I would describe myself as a shy person. This may surprise some. In new social settings where I am feeling out of my depth, I struggle to initiate conversation with those I've just met (it seems to come so easily to some!). You many not think that I am shy, but I assure you that beyond the cool, calm & collected surface, I am experiencing significant internal turmoil.

Despite my initial shyness, once I'm comfortable around others its hard to shut me up. It's then, when I'm mingling without hesitation that others see that I am not really a Wallflower or Shrinking Violet...that I am:

A. Socially apt
B. Absurdly polite
C. Have a healthy level of confidence
D. Am not planning on cutting them into little pieces
E. Am all of the above (and more!)

The best quality about my fellow shy comrades is that they are surprising and are often not what you expect. Spend quality time with a reserved person, delve deeper and you will be astounded with what you discover.

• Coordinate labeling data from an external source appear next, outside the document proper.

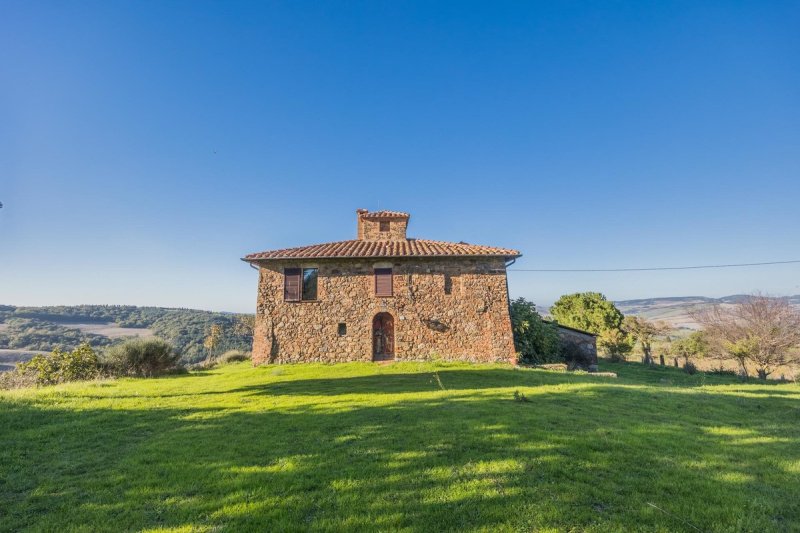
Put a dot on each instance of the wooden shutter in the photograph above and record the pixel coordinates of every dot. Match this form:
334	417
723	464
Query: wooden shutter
291	284
383	282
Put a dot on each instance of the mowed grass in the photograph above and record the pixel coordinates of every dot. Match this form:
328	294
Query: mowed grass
403	447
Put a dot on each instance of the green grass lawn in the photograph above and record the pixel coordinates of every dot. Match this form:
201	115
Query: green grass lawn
410	446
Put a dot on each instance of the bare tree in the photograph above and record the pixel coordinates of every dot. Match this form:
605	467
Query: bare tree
759	330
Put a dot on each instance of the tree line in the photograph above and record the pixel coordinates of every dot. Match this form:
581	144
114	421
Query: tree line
187	330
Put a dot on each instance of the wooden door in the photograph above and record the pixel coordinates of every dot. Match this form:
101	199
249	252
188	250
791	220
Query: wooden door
382	337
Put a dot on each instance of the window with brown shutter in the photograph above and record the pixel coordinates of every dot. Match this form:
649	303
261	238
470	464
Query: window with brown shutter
291	284
383	282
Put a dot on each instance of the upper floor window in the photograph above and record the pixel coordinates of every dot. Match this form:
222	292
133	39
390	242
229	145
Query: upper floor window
299	284
383	282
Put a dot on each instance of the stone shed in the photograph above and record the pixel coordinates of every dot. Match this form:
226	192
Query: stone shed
582	342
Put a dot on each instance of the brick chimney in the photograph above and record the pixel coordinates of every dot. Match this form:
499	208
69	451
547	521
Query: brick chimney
382	225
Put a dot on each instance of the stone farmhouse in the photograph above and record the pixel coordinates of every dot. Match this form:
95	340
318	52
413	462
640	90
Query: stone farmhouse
383	296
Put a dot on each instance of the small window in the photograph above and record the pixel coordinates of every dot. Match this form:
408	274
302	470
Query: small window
299	284
291	284
310	283
383	282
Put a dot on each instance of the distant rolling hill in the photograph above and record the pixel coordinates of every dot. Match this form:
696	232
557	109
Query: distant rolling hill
676	310
25	331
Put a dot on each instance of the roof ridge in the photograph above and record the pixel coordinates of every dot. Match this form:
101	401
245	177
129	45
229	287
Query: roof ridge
356	248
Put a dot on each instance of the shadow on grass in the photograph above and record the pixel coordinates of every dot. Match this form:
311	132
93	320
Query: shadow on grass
591	457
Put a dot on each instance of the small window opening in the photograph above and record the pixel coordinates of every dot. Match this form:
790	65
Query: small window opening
383	282
310	283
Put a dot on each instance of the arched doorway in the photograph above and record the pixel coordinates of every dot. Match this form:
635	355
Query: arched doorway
382	337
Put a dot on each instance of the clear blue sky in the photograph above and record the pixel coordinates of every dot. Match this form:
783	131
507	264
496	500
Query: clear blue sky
146	146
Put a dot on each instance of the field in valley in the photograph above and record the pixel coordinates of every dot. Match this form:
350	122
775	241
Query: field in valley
407	447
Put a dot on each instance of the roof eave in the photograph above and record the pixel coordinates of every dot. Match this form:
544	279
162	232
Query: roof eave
307	258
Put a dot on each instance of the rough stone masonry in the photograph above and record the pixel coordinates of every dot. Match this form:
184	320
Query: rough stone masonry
383	296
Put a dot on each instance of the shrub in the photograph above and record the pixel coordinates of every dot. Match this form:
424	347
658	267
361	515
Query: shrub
232	356
575	356
56	367
535	340
142	357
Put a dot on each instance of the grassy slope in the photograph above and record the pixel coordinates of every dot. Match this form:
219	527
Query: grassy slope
361	446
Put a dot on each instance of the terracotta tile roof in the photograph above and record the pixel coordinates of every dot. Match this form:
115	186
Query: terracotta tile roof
362	248
384	214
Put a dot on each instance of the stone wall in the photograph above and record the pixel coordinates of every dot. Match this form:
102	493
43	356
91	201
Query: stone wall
471	323
585	342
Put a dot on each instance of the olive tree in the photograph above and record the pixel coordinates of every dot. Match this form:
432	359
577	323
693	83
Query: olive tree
759	330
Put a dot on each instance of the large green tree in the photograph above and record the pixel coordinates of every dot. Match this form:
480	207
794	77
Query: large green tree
592	312
589	311
535	340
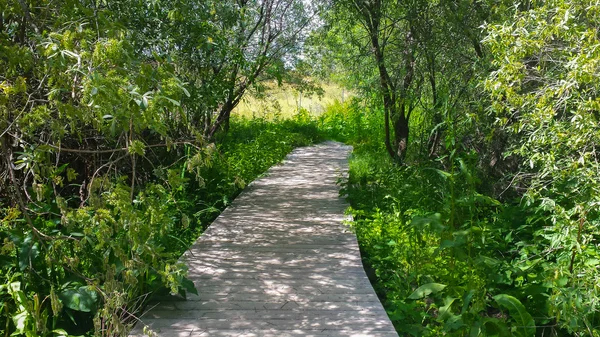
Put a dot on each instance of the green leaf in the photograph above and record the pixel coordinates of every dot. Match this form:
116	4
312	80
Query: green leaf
525	323
426	289
28	251
79	299
189	286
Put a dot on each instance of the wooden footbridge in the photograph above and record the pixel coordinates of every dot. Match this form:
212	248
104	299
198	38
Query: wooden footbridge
279	262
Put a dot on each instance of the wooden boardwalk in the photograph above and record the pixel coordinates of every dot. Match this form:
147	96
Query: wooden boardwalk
279	262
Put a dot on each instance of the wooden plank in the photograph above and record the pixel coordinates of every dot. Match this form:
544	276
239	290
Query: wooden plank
279	262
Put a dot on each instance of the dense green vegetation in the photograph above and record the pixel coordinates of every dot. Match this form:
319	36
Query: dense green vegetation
474	183
484	221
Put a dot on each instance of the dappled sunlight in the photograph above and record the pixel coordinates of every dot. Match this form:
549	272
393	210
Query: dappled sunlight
279	261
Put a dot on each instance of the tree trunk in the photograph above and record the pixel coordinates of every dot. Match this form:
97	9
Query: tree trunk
401	133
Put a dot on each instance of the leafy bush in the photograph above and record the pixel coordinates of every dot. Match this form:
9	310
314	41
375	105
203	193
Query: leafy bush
446	258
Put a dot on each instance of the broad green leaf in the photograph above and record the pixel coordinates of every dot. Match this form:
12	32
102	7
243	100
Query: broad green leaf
525	323
79	299
426	289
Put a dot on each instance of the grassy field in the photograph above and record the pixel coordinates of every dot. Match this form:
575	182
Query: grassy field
284	101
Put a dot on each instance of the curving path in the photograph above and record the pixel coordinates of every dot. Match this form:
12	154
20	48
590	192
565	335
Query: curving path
279	262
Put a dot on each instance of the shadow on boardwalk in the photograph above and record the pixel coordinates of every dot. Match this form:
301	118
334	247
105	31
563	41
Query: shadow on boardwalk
279	262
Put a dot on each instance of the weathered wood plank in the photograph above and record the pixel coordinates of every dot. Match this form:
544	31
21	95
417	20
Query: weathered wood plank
279	262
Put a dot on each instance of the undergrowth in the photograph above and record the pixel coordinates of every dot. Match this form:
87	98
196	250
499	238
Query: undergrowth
447	257
89	265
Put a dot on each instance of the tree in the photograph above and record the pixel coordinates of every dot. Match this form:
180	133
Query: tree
545	96
412	44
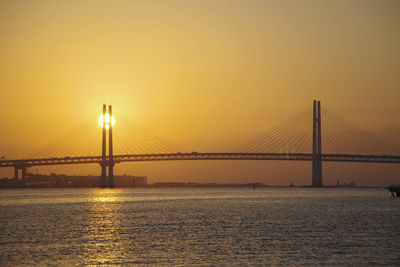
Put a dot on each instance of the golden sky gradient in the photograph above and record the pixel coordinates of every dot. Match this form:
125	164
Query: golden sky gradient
203	74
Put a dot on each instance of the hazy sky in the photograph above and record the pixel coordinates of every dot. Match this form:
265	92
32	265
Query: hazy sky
204	74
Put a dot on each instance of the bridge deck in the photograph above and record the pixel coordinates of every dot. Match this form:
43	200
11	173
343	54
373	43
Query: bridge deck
202	156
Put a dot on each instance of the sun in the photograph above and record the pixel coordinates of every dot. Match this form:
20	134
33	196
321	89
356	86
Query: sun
107	119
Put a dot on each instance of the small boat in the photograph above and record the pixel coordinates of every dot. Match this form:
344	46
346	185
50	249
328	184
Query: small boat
394	189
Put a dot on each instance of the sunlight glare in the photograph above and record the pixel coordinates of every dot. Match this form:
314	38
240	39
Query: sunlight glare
107	119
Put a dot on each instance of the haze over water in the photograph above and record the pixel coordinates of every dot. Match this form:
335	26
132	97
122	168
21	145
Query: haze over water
199	226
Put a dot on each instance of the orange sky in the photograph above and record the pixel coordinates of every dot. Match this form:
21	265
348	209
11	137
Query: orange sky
203	74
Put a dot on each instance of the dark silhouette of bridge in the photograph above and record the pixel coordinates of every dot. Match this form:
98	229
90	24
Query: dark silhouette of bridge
108	161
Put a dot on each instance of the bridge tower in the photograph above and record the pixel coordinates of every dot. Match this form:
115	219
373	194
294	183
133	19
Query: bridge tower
317	150
110	152
104	151
107	161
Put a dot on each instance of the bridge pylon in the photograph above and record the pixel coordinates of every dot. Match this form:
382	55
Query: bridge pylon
107	161
110	152
103	163
317	148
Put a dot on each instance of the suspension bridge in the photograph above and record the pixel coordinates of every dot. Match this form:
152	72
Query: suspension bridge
289	141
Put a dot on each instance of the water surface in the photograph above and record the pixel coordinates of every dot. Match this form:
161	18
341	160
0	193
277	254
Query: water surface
199	226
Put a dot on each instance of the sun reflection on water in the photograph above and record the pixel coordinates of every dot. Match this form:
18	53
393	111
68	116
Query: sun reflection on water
104	241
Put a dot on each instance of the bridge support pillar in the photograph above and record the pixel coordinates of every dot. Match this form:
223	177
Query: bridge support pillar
103	163
317	146
23	173
16	172
110	152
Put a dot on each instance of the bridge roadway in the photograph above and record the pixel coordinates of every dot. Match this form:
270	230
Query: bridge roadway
200	156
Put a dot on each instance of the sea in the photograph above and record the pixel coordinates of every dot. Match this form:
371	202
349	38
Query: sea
220	226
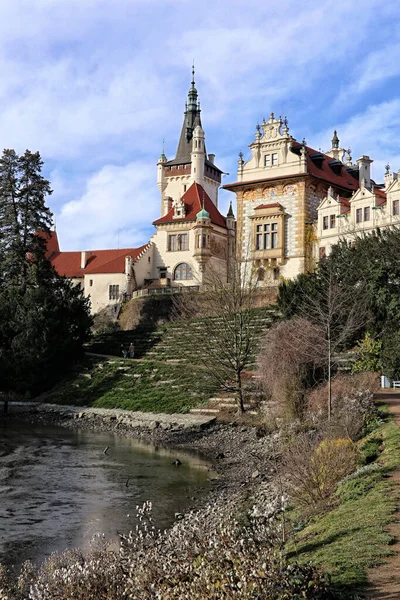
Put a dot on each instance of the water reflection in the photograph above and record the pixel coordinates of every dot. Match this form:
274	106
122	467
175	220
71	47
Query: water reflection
58	488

Some of the most interesting people I know are introverted and I am so grateful to have invested time in these relationships (and vice versa).

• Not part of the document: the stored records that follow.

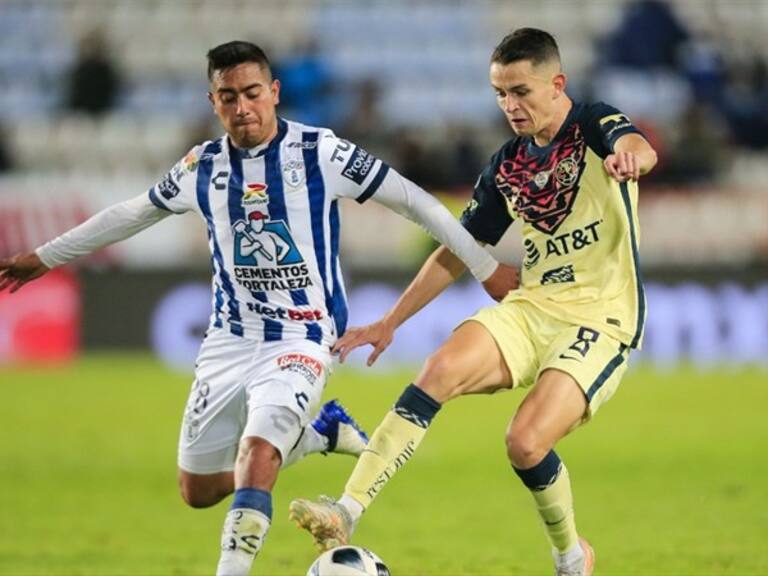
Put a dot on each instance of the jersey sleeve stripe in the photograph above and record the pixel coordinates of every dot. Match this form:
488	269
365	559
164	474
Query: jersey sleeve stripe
374	185
156	201
204	173
636	265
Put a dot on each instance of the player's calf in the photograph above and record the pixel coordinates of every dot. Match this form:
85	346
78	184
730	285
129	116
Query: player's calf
205	490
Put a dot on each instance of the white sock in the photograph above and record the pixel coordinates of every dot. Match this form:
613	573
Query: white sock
311	441
241	539
574	555
354	507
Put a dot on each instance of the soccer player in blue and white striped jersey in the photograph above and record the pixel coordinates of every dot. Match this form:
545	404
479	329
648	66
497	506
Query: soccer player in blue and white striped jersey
268	192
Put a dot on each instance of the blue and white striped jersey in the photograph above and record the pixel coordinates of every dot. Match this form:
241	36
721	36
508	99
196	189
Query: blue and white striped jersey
273	227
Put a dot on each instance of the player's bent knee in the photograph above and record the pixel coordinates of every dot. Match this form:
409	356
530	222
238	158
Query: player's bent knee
440	378
255	452
524	448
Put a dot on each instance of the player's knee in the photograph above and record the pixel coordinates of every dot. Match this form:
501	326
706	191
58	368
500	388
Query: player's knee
524	448
440	377
197	495
257	454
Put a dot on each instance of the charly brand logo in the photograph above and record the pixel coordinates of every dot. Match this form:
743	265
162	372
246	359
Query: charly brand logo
294	173
307	366
255	194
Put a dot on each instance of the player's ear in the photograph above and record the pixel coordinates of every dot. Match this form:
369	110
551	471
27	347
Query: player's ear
558	82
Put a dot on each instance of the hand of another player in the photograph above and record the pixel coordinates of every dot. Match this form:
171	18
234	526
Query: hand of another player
379	335
20	269
623	166
503	279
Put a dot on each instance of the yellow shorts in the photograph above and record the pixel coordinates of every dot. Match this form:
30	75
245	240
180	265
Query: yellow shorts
532	341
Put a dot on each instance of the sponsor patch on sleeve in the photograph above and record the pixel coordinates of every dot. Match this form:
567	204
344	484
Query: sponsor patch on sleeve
167	187
358	166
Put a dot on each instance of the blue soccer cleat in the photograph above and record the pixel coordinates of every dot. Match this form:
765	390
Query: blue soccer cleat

Shy people get misjudged…when I meet new people I sometimes feel that they think I am a stuck up, uptight, snob. Now, I know that I am none of these things, but this is my observation of others perceptions of me. Strangely, I actually kind of like that people perceive me that way…it’s good to rock the boat now and again and mess with peoples pre-conceived notions.

Stereotyping and pigeonholing are treacherous past-times. My desire is to quit judging others by their exterior appearance and behaviour and see beyond the labels we put on each other. I want to be surprised by the people I encounter and I want to surprise others…there is a richness that can be found in each person that is so easily passed by – I don’t want to be poor because I didn’t stop.